For example, the exact composition of the microbial life in any given sample surely contains mixed populations, but the exact species and the relative abundance of them are unknown. When standard metagenomic analysis is applied (shotgun sequencing), there is disruption of the sequencing data and grouping by species can be very difficult. Newer techniques are permitting more accurate analysis through chromatin level probability maps so that the individual genomes of microbial species can be accurately reconstructed within a mixed sample.
The validity of some of the short cut techniques employed by metagenomic assemblers is typically assessed against published references of current metagenomic data. One problem is that the full complement of microbial life for any sample, for example, the human gut is still not fully understood. Metagenomics is only in its initial phases and surprises are revealed routinely in the analysis of tissue and environmental samples.
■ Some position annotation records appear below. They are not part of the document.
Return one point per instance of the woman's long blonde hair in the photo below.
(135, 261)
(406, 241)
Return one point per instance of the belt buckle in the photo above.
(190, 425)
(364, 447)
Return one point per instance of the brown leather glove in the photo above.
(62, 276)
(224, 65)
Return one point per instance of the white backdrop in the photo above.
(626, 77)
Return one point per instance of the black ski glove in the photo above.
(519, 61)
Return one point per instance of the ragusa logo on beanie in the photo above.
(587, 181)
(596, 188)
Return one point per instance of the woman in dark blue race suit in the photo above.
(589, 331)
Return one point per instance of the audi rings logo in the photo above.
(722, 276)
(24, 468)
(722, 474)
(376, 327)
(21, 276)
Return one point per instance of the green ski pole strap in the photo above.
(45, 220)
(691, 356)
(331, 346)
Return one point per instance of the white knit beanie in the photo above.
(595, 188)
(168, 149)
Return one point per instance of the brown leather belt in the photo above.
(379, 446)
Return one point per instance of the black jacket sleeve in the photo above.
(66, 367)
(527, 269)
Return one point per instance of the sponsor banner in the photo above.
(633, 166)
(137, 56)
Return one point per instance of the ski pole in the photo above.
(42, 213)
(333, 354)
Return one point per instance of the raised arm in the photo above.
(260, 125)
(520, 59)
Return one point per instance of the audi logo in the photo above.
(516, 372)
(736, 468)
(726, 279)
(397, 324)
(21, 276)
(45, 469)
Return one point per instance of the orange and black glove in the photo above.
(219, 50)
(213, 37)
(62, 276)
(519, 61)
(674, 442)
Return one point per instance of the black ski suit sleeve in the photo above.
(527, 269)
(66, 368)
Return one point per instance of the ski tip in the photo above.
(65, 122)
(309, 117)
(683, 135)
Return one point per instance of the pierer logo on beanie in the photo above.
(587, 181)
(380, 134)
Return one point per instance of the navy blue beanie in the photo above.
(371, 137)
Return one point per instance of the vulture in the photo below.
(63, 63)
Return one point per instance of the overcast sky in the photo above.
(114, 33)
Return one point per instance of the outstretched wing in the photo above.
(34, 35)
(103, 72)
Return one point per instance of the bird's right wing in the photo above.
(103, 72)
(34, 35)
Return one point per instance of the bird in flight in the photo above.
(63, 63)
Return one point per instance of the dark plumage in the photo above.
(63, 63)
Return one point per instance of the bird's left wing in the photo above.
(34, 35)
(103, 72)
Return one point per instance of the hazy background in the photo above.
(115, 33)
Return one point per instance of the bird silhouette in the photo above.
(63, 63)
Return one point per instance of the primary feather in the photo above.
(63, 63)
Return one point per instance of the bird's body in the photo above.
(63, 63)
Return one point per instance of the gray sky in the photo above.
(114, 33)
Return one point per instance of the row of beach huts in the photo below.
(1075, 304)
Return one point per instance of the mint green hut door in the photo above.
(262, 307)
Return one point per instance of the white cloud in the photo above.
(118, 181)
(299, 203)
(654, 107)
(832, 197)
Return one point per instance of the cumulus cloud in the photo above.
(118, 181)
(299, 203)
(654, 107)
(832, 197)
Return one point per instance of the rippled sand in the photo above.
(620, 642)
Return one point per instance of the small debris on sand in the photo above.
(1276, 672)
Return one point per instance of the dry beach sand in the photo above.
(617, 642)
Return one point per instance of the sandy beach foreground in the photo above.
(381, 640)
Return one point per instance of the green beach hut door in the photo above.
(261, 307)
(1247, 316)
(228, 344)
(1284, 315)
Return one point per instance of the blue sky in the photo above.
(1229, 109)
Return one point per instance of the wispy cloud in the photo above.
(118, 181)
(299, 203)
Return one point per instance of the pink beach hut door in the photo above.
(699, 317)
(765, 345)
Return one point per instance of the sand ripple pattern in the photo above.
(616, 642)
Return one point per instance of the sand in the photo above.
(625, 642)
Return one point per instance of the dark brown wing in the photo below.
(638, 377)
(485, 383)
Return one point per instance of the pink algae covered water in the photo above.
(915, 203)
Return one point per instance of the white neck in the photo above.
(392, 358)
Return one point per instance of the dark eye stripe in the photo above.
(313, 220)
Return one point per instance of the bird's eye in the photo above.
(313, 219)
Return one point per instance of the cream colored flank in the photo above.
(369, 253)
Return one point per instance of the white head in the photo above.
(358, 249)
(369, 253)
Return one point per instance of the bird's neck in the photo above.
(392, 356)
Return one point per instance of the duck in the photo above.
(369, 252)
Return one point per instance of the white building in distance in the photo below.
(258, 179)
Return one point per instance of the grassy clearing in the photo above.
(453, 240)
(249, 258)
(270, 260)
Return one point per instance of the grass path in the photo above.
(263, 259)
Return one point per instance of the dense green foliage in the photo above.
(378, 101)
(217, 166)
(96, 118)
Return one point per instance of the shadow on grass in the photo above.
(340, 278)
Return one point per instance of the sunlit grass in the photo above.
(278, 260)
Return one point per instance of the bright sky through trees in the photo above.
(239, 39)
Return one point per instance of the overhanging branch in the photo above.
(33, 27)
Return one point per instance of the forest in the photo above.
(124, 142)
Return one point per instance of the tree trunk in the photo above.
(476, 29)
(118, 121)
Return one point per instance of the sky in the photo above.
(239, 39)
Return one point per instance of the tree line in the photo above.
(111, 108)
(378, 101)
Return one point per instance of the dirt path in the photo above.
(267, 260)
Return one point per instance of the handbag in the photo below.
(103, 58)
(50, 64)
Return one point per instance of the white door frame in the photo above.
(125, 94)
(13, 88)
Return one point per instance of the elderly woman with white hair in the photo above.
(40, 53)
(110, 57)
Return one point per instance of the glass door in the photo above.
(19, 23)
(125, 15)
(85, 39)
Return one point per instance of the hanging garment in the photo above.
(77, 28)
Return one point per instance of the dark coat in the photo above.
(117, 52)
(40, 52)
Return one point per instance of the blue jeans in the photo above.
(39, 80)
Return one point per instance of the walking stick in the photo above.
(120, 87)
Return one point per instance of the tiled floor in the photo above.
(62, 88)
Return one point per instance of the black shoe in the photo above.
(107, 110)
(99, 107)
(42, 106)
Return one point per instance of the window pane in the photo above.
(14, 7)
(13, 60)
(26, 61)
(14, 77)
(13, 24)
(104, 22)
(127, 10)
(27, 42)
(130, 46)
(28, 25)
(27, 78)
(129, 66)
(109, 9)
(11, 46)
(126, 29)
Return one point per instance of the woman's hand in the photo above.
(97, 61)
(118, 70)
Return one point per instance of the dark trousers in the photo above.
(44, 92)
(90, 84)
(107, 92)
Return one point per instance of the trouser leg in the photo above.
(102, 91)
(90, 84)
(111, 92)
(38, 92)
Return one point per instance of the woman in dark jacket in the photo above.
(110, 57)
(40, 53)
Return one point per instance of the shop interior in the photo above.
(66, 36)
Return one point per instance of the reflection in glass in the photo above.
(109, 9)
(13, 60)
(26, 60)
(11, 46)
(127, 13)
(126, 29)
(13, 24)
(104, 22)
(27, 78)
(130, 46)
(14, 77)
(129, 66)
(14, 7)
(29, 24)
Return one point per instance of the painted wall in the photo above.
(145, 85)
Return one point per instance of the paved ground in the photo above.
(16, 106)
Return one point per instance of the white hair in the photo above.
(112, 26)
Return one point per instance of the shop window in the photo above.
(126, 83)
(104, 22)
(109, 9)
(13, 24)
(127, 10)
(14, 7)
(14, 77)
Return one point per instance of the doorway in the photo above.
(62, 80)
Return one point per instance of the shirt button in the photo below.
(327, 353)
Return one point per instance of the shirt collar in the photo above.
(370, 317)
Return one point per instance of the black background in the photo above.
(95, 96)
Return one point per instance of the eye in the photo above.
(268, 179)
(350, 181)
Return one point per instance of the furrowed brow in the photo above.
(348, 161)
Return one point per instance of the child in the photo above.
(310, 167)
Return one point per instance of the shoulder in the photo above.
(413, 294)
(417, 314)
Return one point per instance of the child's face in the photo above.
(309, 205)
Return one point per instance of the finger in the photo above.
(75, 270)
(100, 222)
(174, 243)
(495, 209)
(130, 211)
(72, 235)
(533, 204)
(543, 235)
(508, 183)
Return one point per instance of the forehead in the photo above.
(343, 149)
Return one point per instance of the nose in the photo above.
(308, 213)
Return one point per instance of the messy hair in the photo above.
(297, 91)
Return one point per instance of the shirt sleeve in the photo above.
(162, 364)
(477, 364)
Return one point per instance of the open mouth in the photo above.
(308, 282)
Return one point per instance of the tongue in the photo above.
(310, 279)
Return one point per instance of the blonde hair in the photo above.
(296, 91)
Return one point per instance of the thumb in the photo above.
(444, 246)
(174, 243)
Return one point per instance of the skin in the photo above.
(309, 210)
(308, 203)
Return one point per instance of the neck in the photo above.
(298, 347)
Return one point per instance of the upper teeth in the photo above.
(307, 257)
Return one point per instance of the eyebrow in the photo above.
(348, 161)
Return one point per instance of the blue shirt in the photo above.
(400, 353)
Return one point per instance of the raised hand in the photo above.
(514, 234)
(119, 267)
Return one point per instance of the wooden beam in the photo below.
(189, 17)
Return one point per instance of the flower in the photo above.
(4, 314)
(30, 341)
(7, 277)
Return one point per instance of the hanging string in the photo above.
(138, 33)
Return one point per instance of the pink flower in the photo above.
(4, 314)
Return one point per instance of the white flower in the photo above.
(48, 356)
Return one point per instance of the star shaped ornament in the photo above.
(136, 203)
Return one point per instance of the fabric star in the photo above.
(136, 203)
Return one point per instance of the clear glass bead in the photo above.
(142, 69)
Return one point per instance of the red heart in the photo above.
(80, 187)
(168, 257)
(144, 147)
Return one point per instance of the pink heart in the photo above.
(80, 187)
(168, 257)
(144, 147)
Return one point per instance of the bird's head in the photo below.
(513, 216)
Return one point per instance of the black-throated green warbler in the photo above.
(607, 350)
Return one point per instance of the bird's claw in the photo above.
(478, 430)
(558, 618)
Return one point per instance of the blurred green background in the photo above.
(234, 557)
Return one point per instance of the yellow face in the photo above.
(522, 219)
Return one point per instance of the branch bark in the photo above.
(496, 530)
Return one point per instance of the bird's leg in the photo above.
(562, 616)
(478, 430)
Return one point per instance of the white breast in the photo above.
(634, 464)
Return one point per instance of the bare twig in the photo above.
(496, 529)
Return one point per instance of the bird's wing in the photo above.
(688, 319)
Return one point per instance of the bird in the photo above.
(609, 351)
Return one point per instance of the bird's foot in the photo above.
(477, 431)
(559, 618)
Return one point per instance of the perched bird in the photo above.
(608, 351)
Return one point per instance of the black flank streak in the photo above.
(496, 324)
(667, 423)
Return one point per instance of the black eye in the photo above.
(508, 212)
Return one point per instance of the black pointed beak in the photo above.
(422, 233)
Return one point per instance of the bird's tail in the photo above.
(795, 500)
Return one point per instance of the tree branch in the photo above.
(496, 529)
For example, very recent evaluation of the human gut metagenome revealed a previously unknown gut virus, which has been linked to human chronic disease. Researchers indicate that this virus, called Assphage, lives in the gut of more than half of the world’s population and infects a common gut bacteria, Bacteroidetes. This particular virus was identified through a computer program and had not been previously identified. Yet it is ubiquitous and is currently believed to have a major role in diabetes and obesity. So at this moment, exciting new technologies are deepening our understanding of ourselves as the complex linkages of co-dependent ecologies outlined in The Microcosm Within. Metagenomic assembly is one tool to assess that partnership. Yet, there will be many surprises along the path to our fuller understanding of the power of those associations.
Metagenomic Assembly
Metagenomic evaluation of any environment, ecology or tissue sample requires extensive computational power in order to properly assess large volumes of sequence data. This is required to mobilize an accurate representation of genetic diversity in a sample. New techniques in de novo metagenomic assembly effectively filter the total amount of data to be analyzed; yet, vast amounts of computer power are still required. New approaches to that analysis and changes in
the filtering methods have enabled improved methods of metagenome assembly of a more accurate characterization of the full range of microbial life in a sample. Complex software is necessary since in conventional genome analysis, only one species is being analyzed. However, metagenomic sample analysis, the required metagenome assemblers use algorithms to additionally separate species and to also attempt to assess their relative abundance. Different assemblers, utilizing differing techniques, can skew results based on scalability of the software and variability in data reconstruction filtering techniques. Recent studies have attempted to demonstrate that filtering shortcuts can still permit accurate analysis of any sample.